Personal information
- Full name: John Raymond Douglas
- Born: 24 October 1951 (age 74) East Brunswick, Victoria
- Batting: Right-handed
- Bowling: Right-arm fast-medium

Domestic team information
- 1975/76–1978/79: Victoria
- 1975/76: DH Robins' XI

Career statistics
| Competition | First-class | List A |
| Matches | 9 | 5 |
| Runs scored | 107 | 12 |
| Batting average | 13.37 | 6.00 |
| 100s/50s | 0/0 | 0/0 |
| Top score | 32* | 6* |
| Balls bowled | 1,759 | 296 |
| Wickets | 30 | 7 |
| Bowling average | 26.53 | 32.14 |
| 5 wickets in innings | 1 | 0 |
| 10 wickets in match | 1 | 0 |
| Best bowling | 7/71 | 3/45 |
| Catches/stumpings | 3/– | 1/– |
- Source: CricketArchive, 10 April 2023

= John Douglas (sportsman) =

Former Australian sportsman

John Raymond Douglas (born 24 October 1951) is a former Australian sportsman who played Australian rules football in the Victorian Football League (VFL) with North Melbourne during the 1970s and first-class cricket for Victoria.
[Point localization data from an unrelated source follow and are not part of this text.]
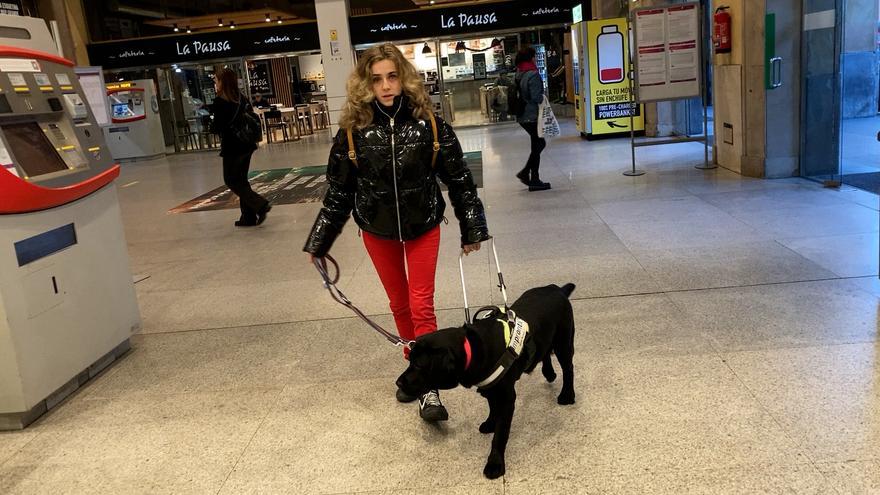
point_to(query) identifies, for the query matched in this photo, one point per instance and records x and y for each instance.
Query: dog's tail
(567, 289)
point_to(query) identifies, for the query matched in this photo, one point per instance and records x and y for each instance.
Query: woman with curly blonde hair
(383, 170)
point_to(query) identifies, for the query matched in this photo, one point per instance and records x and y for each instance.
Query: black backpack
(515, 103)
(245, 126)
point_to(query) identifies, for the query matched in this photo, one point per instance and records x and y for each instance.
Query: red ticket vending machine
(67, 301)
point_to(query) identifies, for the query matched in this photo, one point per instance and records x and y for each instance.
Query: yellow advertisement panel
(609, 99)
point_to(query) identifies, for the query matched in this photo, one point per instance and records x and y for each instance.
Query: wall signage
(166, 50)
(430, 23)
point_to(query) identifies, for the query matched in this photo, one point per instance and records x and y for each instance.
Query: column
(337, 52)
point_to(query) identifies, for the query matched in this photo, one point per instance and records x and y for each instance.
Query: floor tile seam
(128, 394)
(384, 314)
(616, 475)
(805, 259)
(800, 445)
(4, 462)
(269, 411)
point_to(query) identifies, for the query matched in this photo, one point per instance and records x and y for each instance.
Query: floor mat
(284, 186)
(867, 182)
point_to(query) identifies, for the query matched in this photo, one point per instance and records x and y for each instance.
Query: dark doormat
(284, 186)
(868, 182)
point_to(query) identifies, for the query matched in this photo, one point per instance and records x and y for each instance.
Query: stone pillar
(70, 29)
(337, 52)
(739, 96)
(859, 65)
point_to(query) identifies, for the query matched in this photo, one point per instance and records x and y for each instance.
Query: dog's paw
(565, 398)
(494, 467)
(487, 426)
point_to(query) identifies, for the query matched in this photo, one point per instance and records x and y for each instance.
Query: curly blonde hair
(358, 110)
From the Coburg Amateurs originally, Douglas made his VFL debut in the opening round of the 1972 season against St Kilda, whose Brownlow Medal rover Ross Smith was celebrating his 200th game. He played six further games that year and did not appear again until 1975, when North Melbourne won their inaugural premiership with Douglas taking the field three times during the home and away season. He finished his football career after playing just two games in 1976, to finish with 12 games and eight goals for North Melbourne.

A right-arm fast-medium pace bowler, Douglas claimed 30 wickets at 26.53 from his nine first-class matches. The first lot of matches came during the summer of 1975/76, while he was still a North Melbourne player, beginning with a Sheffield Shield encounter against New South Wales. Test player John Dyson was his maiden wicket and he finished his first innings with 4/65.
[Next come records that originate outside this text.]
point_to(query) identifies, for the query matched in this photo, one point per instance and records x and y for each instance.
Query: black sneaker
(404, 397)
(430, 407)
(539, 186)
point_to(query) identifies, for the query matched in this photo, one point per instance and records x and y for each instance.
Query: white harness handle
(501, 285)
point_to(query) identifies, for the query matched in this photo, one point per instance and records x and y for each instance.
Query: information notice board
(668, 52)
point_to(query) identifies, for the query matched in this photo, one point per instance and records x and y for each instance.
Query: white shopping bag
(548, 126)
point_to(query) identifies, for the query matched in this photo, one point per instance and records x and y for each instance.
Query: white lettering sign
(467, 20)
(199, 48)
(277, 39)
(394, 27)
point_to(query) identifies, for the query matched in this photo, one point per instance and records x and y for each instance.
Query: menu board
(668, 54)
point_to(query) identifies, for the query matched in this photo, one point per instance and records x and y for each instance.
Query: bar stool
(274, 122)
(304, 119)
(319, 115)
In early 1976, Douglas toured South Africa with the DH Robins' XI, a team with first-class status who annually toured the country during apartheid. His wickets for the tour included Eddie Barlow and Barry Richards.

The rest of his first-class matches were for Victoria in the Sheffield Shield, the most memorable being against South Australia at Adelaide Oval when he took match figures of 11/138. The haul included his best innings figures of 7/71.